From the Burrow

TaleSpire Dev Log 180

2020-05-19 01:19:51 +0000

Hi folks, today I’ve been poking around with fog of war and working out how the updates are going to be spread over multiple frames. I’m going to keep working on this so I can select areas and apply fog to them. For now, the mesh generated will just be a big, grey, minecraft-looking mesh as we don’t need to worry about the visuals for a while yet.

Ree’s been working on business things today, and his work on the creature-controller has gone well too. There are still some things to work out with creature scaling over various framerates, but it’s getting closer.

Back soon with more!

TaleSpire Dev Log 179

2020-05-15 18:04:21 +0000

Nothing substantial today, I’m afraid. That last day or so, I’ve had something like writer’s block for coding, so I’ve moved my weekend a bit sooner.

I had started looking into fog-of-war, but I’ve got nothing new to report yet.

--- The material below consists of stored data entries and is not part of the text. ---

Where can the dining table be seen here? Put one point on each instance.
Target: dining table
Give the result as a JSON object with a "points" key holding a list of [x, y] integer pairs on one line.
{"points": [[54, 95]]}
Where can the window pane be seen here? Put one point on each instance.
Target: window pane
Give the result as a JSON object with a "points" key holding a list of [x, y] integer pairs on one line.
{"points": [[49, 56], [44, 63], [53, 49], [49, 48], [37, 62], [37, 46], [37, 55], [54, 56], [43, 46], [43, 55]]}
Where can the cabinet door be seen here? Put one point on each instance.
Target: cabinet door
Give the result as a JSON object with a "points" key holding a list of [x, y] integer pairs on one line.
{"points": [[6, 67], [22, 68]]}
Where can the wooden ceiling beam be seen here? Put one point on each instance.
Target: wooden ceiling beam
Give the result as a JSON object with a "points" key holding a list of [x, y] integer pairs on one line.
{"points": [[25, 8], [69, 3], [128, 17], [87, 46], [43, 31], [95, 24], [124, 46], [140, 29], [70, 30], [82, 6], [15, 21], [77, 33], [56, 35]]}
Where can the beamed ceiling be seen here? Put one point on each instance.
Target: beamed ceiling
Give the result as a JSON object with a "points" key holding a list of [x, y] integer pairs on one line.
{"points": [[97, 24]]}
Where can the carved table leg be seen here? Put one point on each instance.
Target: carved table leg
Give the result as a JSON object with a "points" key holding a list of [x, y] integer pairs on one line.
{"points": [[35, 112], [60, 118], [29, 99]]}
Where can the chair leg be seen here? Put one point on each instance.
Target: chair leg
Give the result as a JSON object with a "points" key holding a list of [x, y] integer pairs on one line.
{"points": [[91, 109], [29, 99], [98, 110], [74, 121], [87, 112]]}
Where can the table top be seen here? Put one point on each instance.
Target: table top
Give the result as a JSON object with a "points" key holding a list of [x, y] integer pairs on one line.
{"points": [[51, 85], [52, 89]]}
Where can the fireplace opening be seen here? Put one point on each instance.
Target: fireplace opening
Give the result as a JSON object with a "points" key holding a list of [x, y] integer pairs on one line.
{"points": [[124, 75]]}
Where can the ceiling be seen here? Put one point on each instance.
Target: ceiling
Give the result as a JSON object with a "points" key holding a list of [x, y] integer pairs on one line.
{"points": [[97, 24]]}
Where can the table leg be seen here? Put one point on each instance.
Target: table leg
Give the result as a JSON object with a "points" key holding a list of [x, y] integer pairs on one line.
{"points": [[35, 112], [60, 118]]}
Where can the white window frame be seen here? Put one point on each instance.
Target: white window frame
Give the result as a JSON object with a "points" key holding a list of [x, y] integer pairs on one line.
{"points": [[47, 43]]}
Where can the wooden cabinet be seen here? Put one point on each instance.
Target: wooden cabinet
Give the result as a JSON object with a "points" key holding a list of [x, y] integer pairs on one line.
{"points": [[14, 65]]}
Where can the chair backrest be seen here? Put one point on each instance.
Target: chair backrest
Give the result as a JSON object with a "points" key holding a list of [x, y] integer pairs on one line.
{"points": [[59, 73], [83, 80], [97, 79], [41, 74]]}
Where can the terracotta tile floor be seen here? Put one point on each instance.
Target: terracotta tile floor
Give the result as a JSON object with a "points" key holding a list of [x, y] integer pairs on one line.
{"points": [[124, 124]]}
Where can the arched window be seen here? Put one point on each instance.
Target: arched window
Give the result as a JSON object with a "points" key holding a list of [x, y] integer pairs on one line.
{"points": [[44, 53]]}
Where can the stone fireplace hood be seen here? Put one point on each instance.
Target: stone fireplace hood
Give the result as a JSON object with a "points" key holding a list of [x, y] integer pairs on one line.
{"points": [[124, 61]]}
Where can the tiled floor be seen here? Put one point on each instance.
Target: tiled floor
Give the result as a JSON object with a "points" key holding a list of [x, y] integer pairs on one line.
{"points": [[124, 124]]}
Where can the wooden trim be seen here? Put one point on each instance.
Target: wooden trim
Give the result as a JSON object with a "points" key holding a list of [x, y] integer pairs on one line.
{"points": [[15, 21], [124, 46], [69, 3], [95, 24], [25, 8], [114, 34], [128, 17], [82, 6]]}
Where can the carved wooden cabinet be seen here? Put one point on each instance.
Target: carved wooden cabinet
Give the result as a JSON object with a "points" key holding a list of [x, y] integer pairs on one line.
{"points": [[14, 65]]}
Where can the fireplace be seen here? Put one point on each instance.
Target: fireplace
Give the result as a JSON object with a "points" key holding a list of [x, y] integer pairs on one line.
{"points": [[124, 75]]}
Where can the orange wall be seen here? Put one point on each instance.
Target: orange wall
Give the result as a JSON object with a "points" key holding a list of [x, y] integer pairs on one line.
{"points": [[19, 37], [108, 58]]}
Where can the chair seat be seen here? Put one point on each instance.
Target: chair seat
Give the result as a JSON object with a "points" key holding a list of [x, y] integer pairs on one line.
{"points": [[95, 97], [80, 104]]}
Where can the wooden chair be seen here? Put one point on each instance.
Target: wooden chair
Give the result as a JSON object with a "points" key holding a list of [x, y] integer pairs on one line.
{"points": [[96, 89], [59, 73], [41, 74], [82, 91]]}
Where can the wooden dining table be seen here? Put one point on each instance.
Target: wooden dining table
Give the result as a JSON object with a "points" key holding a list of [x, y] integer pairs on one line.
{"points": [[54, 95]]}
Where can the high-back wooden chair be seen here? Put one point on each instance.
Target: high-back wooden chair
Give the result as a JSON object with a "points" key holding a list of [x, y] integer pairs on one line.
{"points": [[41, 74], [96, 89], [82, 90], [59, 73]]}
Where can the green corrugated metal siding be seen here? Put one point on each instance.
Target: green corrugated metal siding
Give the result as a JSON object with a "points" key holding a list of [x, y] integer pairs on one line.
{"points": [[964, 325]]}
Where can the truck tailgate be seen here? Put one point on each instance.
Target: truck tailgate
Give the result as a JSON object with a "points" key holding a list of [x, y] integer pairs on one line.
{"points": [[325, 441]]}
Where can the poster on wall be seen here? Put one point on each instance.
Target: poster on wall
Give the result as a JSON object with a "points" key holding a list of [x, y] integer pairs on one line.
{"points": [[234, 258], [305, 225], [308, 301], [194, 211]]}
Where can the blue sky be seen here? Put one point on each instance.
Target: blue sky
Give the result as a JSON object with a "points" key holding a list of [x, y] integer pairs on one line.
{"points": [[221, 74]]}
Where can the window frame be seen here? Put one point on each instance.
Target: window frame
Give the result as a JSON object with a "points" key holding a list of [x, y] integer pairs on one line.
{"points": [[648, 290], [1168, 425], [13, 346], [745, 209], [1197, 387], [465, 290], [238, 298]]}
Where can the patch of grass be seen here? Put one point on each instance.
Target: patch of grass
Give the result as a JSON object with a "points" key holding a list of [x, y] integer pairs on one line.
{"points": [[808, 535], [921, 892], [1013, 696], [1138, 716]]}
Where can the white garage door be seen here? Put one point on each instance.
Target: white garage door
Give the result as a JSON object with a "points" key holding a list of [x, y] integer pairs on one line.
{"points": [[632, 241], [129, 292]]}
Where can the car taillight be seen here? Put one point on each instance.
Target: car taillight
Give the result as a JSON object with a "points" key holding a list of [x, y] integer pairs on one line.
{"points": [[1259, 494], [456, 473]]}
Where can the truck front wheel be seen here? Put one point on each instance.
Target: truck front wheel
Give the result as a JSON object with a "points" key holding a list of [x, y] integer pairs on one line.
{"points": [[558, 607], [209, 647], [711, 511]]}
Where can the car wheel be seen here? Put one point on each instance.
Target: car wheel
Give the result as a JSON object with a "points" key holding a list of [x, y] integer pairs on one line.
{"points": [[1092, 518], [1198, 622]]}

When I’m rested up, I’ll dig back into a few tile related bugs that have been reported this week, and then I’ll get back to the fog of war.

Have a good one folks.

TaleSpire Dev Log 178

2020-05-13 15:38:48 +0000

Heya folks,

After shipping the update yesterday, I reviewed all the usages of the data from the boardAsset files in TaleSpire. There were clear patterns in the usage that will allow us to pick better data layouts and divide the data that is needed in jobs from the data, which isn’t. This description is pretty vague, but basically, it’s good news :)

I’m going to play a little with non-burst-compiled jobs in Unity as they are going to be useful in the future when I need to do simple processing on non-blittable types, but don’t want to have to introduce a sync point.

I’ve also started looking back into a bug, which forced me to hold off from fog-of-war before the beta release. I had a case where rendering to a cubemap would result in the top and bottom faces being flipped. I didn’t report it at the time (which was dumb on my part), so I spent the first part of today reproducing the issue and submitting the issue to Unity for review.

You can find the repro that shows the issue here. Luckily it seems this issue does not occur when using a different RenderTexture constructor as reported by this lovely person here. With this knowledge, I can dig back into this and see if I can make more progress on fog-of-war again.

I can also give an update that the last bug we reported to Unity has been successfully reproduced internally, so odds are good that we will see progress on that in the future.

That’s all for now. I’ll probably make a more detailed post on the fog of war implementation once I have some more news.

Peace

TaleSpire Dev Log 177

2020-05-12 02:23:10 +0000

I’ve been a little quiet today, but I’ve been around. I’ve mainly been testing and re-checking the code that handles board format upgrades. I didn’t push out an update today as, during testing, I saw some cases where GM-blocks showed up incorrectly. I’m pretty sure these are pre-existing bugs, but it’s better to delay the release and fix them, rather than take the risk.

Tomorrow I’ll carry on testing the board format upgrading and then put out the release. Initially, the release was to add fog control to atmospheres but it now also includes:

  • A fix which means that when you return to boards, it (finally) remembers where your camera was and where it was facing
  • A fix for one instance of an error where, on rejoining a board that failed to load, you got a ‘failed to correctly assign internal id’ error.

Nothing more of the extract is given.